文字列型は mappend = (++)mempty = "" に対してモノイドになります。

Maybe String 型は上で見た mapendmempty = Nothing に対してモノイドになります。

マニア向け情報

実は、a がモノイドである時、Just xJust y の結合を Just (x <> y) と定めることで Maybe a もモノイドになります。このとき、a の単位元は決して必要とはならないため、実際には a はいわゆる 半群、すなわちモノイドから単位元の要求を外したもので充分です。

以上の情報を組み合わせることで、FizzBuzz のためのビジネスルールとその組み合わせは以下のように定義することができます。

Caption: モノイドによる FizzBuzz ルール

import Data.Monoid

fizzes   = cycle [Nothing, Nothing, Just "fizz"]
buzzes   = cycle [Nothing, Nothing, Nothing, Nothing, Just "buzz"]
pattern  = zipWith mappend fizzes buzzes

一見して明らかにわかりやすくなりました。それでは、数列をマスクするためにこのパターンをどうやって使うのかを見ていきましょう。

ポイントその 2:条件の組み合わせ

次にポイントになるのは、数列とFizzBuzz のパターンとを組み合わせて、Nothing に評価される数字を「素通り」させる部分です。

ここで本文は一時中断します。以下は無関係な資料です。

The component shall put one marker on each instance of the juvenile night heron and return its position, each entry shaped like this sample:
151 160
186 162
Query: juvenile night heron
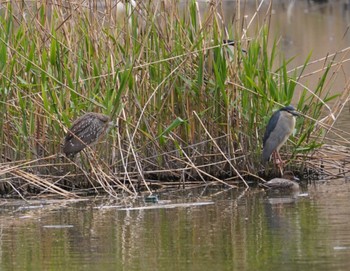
279 128
85 130
286 183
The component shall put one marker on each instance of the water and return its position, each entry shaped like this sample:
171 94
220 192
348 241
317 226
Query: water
233 230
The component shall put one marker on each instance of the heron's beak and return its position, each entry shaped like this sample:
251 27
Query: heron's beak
295 113
112 124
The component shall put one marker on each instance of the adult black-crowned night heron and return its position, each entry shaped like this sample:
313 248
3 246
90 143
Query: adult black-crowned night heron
279 128
85 130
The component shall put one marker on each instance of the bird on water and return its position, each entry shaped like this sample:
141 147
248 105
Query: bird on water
278 130
85 131
288 182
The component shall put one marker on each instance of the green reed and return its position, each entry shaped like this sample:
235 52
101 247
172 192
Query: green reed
182 98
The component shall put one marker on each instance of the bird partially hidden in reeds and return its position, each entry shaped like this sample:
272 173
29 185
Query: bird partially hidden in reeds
278 130
85 131
287 183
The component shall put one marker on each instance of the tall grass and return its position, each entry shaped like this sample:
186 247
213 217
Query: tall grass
187 108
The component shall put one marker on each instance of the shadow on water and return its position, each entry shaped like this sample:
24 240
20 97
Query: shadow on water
199 229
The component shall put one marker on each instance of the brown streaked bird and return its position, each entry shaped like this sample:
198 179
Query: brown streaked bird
288 182
278 130
85 131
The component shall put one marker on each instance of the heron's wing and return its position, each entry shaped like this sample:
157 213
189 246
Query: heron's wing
78 125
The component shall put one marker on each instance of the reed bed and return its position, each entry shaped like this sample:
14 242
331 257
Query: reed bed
189 108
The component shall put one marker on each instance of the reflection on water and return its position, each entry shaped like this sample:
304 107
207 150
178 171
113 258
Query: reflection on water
239 231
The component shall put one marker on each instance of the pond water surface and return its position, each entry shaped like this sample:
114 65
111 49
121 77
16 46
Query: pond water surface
206 228
201 229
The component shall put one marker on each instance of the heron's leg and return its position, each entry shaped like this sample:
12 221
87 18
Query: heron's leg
279 158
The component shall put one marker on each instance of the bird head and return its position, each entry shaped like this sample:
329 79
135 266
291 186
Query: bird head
290 109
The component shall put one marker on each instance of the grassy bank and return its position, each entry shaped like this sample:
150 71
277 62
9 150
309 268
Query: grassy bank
187 108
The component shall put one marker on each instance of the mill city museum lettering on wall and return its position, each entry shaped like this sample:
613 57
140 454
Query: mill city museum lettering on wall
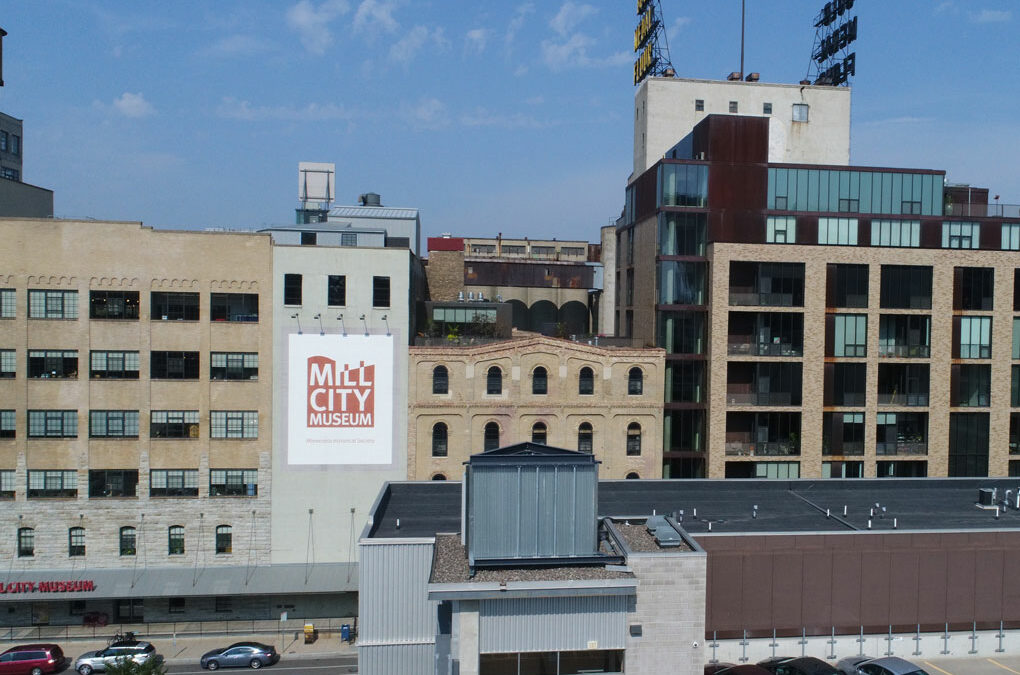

言い方を変えれば、Maybe 型から、もし値が存在すれば Just 値に、そして Nothing の場合はデフォルト値に評価されるような関数が必要だということです。

fromMaybe の動作
fromMaybe number (Just x) = x
fromMaybe number Nothing = number

さて、これで xnumber の型とロジックが完全に独立しました。確かに Maybe 型は、まさにこのような関数において便利に使用できます。すでに存在する機能を再利用することで、ここでも抽象化の利益を享受することができるのです。

最終的なリファクタリング結果
module FizzBuzz where

import Data.Monoid

nums     = map show [1..]
fizzes   = cycle [Nothing, Nothing, Just "fizz"]
buzzes   = cycle [Nothing, Nothing, Nothing, Nothing, Just "buzz"]
pattern  = zipWith mappend fizzes buzzes

fizzbuzz = zipWith fromMaybe nums pattern

main _ = do
    println $ take 100 fizzbuzz

この回答をさらに改良するのもありです。例えば、[Nothing, Nothing]replicate 2 Nothing で置き換えることができるでしょう。

いずれにしても、下の参考文献を当たれば、モノイドとなるデータ型は 本当に多数 存在することがわかるでしょう。これらを調べ、また実際に使ってみることは、今回の解法の本質を掴む上でしばしば助けになります。

本記事では、ビジネスルール上「起こるかもしれない」という性質を、型として抽象化することで捉えました。

今回のリファクタリングを提案してくれた Ingo Wechsung 氏に感謝します!